Jika hak milik SDAE benar-benar untuk ummat dan dikelola oleh negara, sumber daya energi tidak akan menjadi komoditas komersil. Pemanfaatannya akan sesuai tingkat kebutuhan masyarakat, bukan lagi mengejar untung dan rugi. Sebab energi adalah kebutuhan pokok dan hak dasar masyarakat yang wajib dipenuhi oleh negara. Kalaupun dijual kepada masyarakat, tetap memperhatikan daya beli dan keuntungannya dikembalikan kepada masyarakat. Contohnya listrik yang saat ini menjadi kebutuhan setiap warganegara dalam keseharian beraktifitas.

Pengelolaan SDAE juga wajib diupayakan minim kerusakan. Negara wajib mengelola sumber energi yang ramah lingkungan dan efisien dengan membiayai riset dan mengoptimalkan teknologi. Sejalan dengan itu reforestasi terus dilakukan untuk memulihkan fungsi lahan.

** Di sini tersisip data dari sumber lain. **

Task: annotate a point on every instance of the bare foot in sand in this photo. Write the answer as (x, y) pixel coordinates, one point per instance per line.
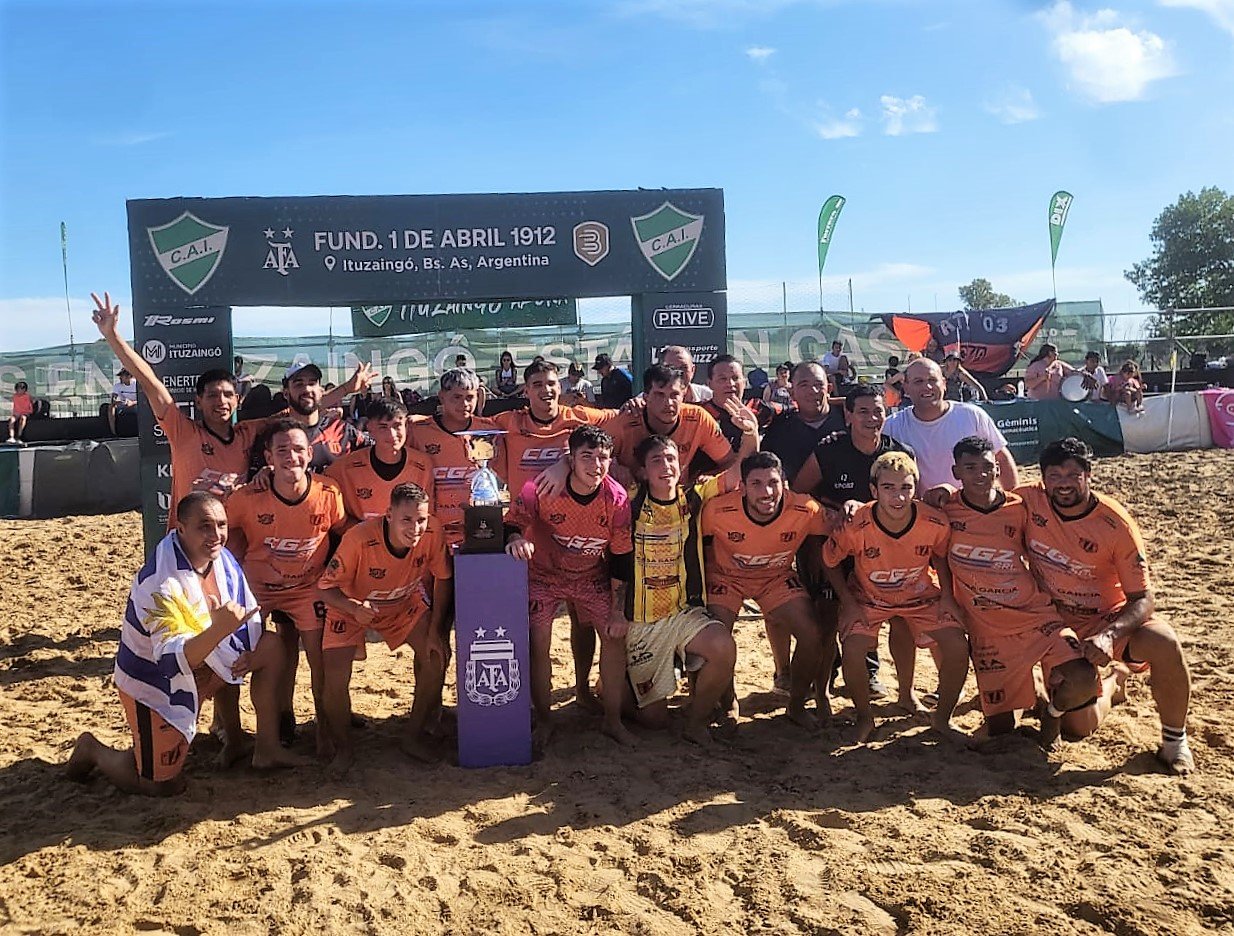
(699, 735)
(586, 699)
(799, 715)
(863, 728)
(911, 704)
(235, 750)
(80, 763)
(278, 759)
(620, 734)
(944, 730)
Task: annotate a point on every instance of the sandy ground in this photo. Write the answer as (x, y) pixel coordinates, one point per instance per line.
(778, 834)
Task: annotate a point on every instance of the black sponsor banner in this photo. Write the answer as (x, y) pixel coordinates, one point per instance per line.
(179, 345)
(352, 250)
(697, 321)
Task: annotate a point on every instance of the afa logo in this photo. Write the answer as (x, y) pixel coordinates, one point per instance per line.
(280, 258)
(189, 249)
(668, 238)
(492, 676)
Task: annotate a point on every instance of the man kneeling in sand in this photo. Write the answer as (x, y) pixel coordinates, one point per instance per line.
(191, 625)
(391, 575)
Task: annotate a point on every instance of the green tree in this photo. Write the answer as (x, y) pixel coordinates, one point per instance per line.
(980, 294)
(1191, 266)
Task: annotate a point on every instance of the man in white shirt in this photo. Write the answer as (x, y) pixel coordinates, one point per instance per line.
(932, 426)
(1093, 369)
(124, 397)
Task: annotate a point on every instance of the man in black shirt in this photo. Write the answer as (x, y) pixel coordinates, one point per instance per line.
(615, 386)
(837, 472)
(794, 435)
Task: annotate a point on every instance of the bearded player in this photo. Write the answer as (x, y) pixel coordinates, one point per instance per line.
(1089, 553)
(579, 548)
(1012, 623)
(754, 534)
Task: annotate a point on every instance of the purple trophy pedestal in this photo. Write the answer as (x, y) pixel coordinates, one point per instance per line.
(494, 672)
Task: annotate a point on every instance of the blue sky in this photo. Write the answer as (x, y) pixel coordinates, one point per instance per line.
(947, 125)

Islam telah mengatur sedemikian rupa pengelolaan sumber energi secara syar’i mulai dari pemilikan hingga pemanfaatannya. Kerusakan alam dan perubahan iklim kian esktrem. Solusi proklim atau yang serupa tidak efektif dan tak menyentuh akar masalah. Sudah waktunya menghentikan segala kerusakan ini dengan kembali pada aturan Islam yang rahmatan lil ‘alamin, membawa rahmat bagi seluruh alam. Wallahu a’lam bishshawab.(*)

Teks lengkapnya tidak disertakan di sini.